Fact check: Trump again tells story about being booed at 2015 event he didn't attend

But there are only two possibilities about a story Trump told in an interview he taped on Thursday: either he misremembered something or he made something up.

Trump was musing to Dave Portnoy, the controversial founder of the website Barstool Sports, about how his life was better before he announced his presidential candidacy. As he did in March, Trump then spoke of an incident he claimed took place at a New York City charity gala after he became a politician in 2015.

“One thing that happened: I was going into a thing called the Robin Hood Foundation. I’ll never forget it,” Trump said in the interview, which Portnoy released on Friday.

“It was just about the night I announced or whatever. My wife looked at me, she said, ‘You know, I hear people booing.’ And she was with me for a long time, we’ve been together a long time, she said, ‘Some people are booing.’ I said, ‘Yeah, but some people are also clapping. Wildly.’ I said, ‘No.’ She said, ‘You know what, I’ve been with you a long time. I’ve never heard anyone boo you.’ This was right after I started being the politician. And it meant something — because I said, you know, it’s the first time in my life I was ever booed.”

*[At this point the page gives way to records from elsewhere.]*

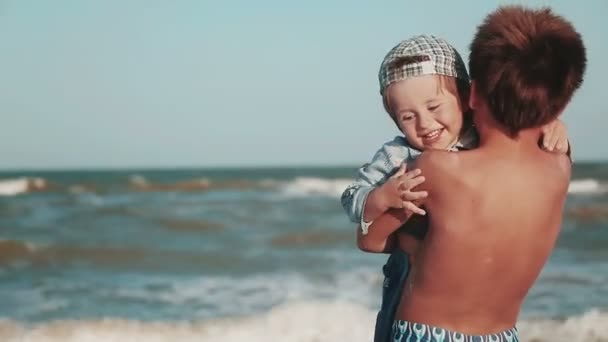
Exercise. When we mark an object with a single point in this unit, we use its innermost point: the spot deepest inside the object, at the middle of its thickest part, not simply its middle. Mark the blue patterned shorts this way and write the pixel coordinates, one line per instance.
(404, 331)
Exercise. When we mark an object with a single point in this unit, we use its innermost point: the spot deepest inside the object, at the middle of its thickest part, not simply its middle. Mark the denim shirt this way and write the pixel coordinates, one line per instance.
(385, 163)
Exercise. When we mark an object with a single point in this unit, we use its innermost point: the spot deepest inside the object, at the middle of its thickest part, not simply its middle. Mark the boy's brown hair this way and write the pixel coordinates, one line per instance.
(526, 64)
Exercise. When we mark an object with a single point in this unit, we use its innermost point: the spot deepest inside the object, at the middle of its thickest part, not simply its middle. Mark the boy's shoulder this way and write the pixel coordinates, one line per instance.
(398, 150)
(399, 142)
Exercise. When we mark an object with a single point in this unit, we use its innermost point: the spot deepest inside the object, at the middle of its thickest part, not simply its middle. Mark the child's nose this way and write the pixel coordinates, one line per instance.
(424, 121)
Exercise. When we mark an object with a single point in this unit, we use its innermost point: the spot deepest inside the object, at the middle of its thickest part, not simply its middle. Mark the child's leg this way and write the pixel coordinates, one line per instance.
(395, 271)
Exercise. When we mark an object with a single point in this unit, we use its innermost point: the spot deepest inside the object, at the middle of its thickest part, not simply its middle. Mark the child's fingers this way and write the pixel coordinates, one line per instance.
(413, 208)
(414, 195)
(400, 171)
(412, 183)
(548, 135)
(554, 140)
(562, 145)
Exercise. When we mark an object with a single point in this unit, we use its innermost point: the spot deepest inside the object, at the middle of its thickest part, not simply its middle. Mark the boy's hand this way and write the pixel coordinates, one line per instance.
(396, 192)
(555, 137)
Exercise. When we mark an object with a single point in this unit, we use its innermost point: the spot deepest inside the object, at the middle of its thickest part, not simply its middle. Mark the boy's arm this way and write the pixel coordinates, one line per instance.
(356, 196)
(381, 237)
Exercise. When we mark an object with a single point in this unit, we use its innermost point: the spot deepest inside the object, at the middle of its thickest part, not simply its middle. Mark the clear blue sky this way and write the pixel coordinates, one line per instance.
(113, 83)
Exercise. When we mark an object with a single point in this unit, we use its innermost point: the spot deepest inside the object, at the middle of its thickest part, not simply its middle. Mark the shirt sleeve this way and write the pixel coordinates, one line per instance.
(383, 164)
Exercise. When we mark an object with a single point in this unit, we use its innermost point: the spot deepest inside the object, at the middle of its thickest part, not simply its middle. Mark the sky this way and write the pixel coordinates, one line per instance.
(128, 84)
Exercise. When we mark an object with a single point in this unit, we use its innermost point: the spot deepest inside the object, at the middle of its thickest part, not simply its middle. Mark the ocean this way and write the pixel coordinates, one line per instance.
(263, 254)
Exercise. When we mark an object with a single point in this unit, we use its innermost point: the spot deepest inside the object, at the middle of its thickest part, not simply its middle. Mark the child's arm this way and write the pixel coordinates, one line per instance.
(358, 201)
(555, 138)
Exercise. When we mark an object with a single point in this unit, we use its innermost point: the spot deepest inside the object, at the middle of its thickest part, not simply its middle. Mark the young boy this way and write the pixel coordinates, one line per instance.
(429, 79)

Facts First: This story could not possibly be true: Trump has not attended the Robin Hood Foundation gala since 2011. Also, the 2015 gala was held in May, a month before Trump announced his candidacy — so, even if he had gone, he could not possibly have been booed there for his immigration positions as a new candidate, as he claimed in March. Also, Trump had been booed in public on multiple occasions before 2015.
MSNBC anchor Stephanie Ruhle, who is part of the anti-poverty foundation’s Leadership Council of prominent donors, has publicly said that Trump did not attend the gala in 2015, a star-studded affair that raised $101 million. Ruhle tweeted in March that Trump’s story about being booed was “entirely fabricated.”

Another person affiliated with the foundation, who spoke to CNN on condition of anonymity, confirmed that Trump had not attended the gala since 2011.

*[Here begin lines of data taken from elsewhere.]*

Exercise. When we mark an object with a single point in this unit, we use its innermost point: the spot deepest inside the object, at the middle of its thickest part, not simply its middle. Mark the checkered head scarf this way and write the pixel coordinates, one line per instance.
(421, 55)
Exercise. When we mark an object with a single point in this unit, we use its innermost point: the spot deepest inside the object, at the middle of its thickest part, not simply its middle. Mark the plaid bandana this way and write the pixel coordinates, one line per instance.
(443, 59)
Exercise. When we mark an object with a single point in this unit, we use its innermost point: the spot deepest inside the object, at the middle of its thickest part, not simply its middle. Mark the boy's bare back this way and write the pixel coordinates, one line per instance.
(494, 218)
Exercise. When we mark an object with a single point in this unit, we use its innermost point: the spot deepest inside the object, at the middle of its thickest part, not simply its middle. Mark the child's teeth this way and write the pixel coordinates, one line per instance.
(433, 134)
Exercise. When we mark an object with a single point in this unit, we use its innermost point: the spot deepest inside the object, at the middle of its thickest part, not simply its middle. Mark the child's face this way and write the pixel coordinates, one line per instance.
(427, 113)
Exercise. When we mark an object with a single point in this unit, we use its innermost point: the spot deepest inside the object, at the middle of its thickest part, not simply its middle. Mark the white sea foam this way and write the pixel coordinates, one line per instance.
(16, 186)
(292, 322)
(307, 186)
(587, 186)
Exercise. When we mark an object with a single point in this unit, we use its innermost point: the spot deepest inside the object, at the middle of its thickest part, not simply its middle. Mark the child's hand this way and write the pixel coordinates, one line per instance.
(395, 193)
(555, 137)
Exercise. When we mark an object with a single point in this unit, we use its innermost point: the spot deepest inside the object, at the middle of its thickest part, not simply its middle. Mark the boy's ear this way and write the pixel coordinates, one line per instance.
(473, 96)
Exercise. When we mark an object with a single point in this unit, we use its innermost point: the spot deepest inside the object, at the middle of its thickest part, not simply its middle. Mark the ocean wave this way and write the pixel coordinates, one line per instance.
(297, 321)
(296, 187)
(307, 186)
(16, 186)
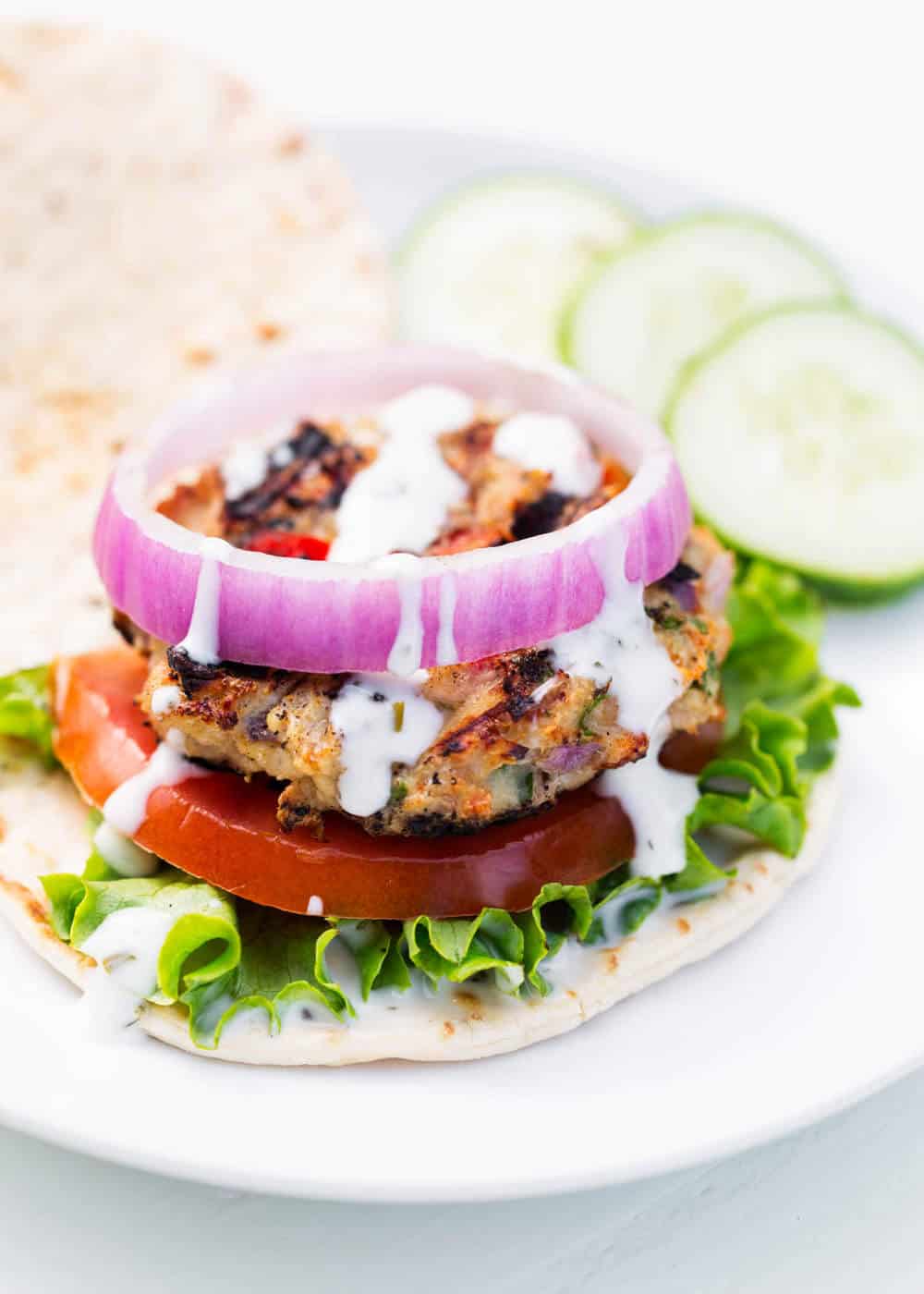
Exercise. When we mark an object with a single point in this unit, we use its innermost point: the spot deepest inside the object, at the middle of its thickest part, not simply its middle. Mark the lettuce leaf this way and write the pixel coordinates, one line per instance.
(781, 731)
(223, 957)
(25, 709)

Just to be sure, we spoke in March to seven attendees of the 2015 dinner, including singer Jenna Esposito, former Obama administration deputy social secretary Ebs Burnough, and Dr. Mahek Shah, who said they had no recollection of Trump being there.

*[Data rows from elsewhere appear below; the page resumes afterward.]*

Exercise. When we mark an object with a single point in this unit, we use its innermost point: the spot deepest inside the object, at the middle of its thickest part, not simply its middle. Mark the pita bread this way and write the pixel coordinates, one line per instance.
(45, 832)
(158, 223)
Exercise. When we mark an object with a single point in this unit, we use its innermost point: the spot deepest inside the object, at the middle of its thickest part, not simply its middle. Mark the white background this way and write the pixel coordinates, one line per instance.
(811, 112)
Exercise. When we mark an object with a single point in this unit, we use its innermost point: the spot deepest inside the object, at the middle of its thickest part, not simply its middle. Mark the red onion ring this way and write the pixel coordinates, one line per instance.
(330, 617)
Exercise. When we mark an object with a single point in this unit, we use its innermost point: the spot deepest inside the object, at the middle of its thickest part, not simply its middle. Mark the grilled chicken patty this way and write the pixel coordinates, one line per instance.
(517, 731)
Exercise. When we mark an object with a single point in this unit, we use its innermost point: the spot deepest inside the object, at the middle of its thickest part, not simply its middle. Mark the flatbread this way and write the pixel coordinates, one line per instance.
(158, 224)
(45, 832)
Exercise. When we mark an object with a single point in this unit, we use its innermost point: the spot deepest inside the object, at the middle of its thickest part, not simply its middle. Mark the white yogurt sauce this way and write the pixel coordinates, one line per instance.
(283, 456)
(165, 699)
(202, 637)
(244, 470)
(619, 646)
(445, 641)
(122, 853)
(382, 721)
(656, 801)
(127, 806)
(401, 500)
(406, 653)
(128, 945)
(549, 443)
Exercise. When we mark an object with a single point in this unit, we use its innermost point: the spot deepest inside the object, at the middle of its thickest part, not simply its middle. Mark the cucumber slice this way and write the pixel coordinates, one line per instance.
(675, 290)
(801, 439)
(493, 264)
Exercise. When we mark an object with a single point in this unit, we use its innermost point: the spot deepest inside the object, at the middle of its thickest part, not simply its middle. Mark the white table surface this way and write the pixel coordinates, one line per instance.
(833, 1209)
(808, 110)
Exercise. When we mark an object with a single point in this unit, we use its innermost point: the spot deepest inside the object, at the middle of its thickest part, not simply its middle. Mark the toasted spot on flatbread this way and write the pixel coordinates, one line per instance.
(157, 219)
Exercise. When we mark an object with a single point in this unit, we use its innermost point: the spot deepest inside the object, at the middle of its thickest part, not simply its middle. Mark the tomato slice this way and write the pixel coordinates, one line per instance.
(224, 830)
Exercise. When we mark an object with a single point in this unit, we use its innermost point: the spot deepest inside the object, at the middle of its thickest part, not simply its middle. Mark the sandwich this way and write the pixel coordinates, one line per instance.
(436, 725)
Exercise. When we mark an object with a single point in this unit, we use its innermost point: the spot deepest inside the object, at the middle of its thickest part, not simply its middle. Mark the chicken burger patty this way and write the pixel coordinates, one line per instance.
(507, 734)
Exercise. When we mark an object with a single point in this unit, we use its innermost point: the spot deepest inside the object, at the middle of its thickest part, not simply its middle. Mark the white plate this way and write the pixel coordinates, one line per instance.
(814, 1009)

Trump tells a lot of deliberate lies, but he might perhaps just have been confused on this one — since he was booed elsewhere in New York after launching his candidacy in 2015. He was also booed during a poorly received quasi-comedic speech at the Alfred E. Smith charity dinner in New York City in October 2016, though that was long after he announced his candidacy.
Still, Trump’s account has evolved over time. He told a highly similar booing story to the New York Times after his election in November 2016, except he did not name the Robin Hood Foundation gala as the venue, put the incident “about two years ago” rather than in 2015, and said it happened “just after I started thinking about politics” rather than after he announced his candidacy.
Trump has tried to make mental sharpness a major issue in the campaign, repeatedly suggesting that Democratic opponent Joe Biden has lost his faculties. Trump taped the interview with Portnoy just a day after a Fox News interview in which he crowed at length about his supposed ability, on a cognitive test he says he took, to remember five words in order: “Person, woman, man, camera, TV.”